Saturday, April 30, 2011

Bootcamp Week 4 Wrap-up: Major Mental Milestone

I almost puked at bootcamp yesterday.

That would have been a decidedly different milestone, for sure.

Yesterday was circuit testing day, my first.

Several weeks ago I had heard they do this from time to time and I tried to forget about it. It brought back too many bad memories of the Presidential Physical Fitness Test, at which I was a spectacular and consistent failure.

So when I walked into the gym yesterday and saw the following lineup on the whiteboard, my stomach dropped:

100 medicine ball tosses
100 side to side jumps
100 squat jumps
100 crunches
100 Mountain climbers
100 rows
100 military presses
100 straight leg lifts, etc.

I think there were a few more and I blocked them out.

The trainer announced it was testing day. We had the entire class (50 minutes) to complete the lineup, but the object was to race against the clock and do it as quickly as we could. The trainers keep track of our results and we can compare against future testing days to see our progress.
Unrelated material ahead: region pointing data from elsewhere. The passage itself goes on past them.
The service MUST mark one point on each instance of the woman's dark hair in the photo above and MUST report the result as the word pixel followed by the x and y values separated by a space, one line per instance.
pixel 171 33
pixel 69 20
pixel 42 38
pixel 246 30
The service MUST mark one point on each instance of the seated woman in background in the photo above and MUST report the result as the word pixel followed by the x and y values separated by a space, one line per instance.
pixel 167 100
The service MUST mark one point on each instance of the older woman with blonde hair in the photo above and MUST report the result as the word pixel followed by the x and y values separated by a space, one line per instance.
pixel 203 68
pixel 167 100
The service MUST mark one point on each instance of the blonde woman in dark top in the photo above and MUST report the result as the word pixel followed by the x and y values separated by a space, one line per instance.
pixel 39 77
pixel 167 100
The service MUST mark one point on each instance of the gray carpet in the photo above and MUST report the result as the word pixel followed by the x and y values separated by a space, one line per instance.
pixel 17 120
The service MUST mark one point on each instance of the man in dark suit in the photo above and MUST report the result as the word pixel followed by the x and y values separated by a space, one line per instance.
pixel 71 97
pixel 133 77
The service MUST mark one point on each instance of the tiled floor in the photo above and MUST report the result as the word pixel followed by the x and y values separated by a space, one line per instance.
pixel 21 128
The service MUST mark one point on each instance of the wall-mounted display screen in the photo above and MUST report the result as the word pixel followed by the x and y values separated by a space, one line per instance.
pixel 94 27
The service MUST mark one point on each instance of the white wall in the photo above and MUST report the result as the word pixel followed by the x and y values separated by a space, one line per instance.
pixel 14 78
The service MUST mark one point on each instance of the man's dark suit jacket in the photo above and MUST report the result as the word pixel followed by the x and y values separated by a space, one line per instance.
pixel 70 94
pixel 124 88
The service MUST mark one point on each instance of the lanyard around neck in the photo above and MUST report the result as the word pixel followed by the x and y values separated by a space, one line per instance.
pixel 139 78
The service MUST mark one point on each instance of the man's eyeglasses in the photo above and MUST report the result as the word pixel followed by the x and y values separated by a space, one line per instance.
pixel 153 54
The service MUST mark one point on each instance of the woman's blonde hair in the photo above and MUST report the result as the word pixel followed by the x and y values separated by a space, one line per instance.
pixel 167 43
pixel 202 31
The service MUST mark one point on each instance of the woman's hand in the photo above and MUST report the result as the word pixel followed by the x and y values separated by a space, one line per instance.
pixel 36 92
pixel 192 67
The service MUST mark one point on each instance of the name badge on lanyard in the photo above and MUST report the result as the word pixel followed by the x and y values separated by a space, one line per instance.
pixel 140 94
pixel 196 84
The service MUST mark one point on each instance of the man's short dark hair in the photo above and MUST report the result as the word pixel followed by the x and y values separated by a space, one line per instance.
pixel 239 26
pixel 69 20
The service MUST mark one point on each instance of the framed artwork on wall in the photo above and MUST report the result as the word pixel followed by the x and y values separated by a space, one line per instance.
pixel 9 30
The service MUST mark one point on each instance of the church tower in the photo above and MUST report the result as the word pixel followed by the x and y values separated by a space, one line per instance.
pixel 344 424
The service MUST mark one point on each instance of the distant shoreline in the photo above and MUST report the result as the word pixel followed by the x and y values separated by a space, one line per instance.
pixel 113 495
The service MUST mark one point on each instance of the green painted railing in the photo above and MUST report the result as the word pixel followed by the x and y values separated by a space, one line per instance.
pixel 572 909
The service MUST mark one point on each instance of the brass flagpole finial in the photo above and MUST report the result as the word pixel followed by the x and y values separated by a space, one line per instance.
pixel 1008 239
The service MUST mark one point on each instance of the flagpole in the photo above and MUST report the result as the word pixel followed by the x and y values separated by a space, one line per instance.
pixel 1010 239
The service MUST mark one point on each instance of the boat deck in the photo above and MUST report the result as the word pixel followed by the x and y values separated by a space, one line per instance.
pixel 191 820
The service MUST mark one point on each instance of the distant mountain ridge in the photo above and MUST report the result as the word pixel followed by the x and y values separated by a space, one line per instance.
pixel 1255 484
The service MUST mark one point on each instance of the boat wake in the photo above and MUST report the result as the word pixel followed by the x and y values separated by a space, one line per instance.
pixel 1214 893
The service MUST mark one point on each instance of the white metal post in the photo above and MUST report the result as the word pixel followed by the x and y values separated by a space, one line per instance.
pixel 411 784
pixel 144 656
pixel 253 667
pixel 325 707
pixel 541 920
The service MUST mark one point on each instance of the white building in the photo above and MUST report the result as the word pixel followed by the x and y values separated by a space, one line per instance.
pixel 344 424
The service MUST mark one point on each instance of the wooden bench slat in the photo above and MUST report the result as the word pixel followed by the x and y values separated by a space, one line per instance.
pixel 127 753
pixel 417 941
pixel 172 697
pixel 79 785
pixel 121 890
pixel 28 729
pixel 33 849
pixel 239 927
My first thought: I'll never finish. Seriously, 100? Of each?

I had an immediate vision of it being 2 p.m. and I'm still there grinding out squat jumps.

After warmups, the clock started and we were off. I did my 100 medicine ball tosses, then decided it was stupid to do all 100 of everything in a row. So I began alternating between exercises doing, say, 40 squat jumps, then moving on to 50 military presses. I bounced from exercise to exercise, chipping away as best I could while our trainer kept tallies and informed us what we had left.

Amazingly, I was down to about 40 Mountain climbers and 40 military presses when I started feeling nauseous. Not sure if I drank too much water or too little, or was pushing too hard, but I did not feel well. It wasn't 911-puking level, but I was in the neighborhood.

But, with so little left, I was not DNFing it.

I ground out the final reps, gave the trainer a head's-up and saw my time: 35:11. 35:11! I finished.

That's been the most surprising byproduct of bootcamp: Confidence.

I expected great fat burning and muscle-building, but I never anticipated how the classes would boost my confidence.

It seems as if I go into most fitness adventures with the predisposition that I will fail. It's not on purpose, but rather the cumulation of a lifetime's worth of attitudes on this subject.

But lately, since running and bootcamp, I've been really challenging myself and, in turn, surprising myself, too.

It's turned a world of I can't and I won't into I'll try and I will.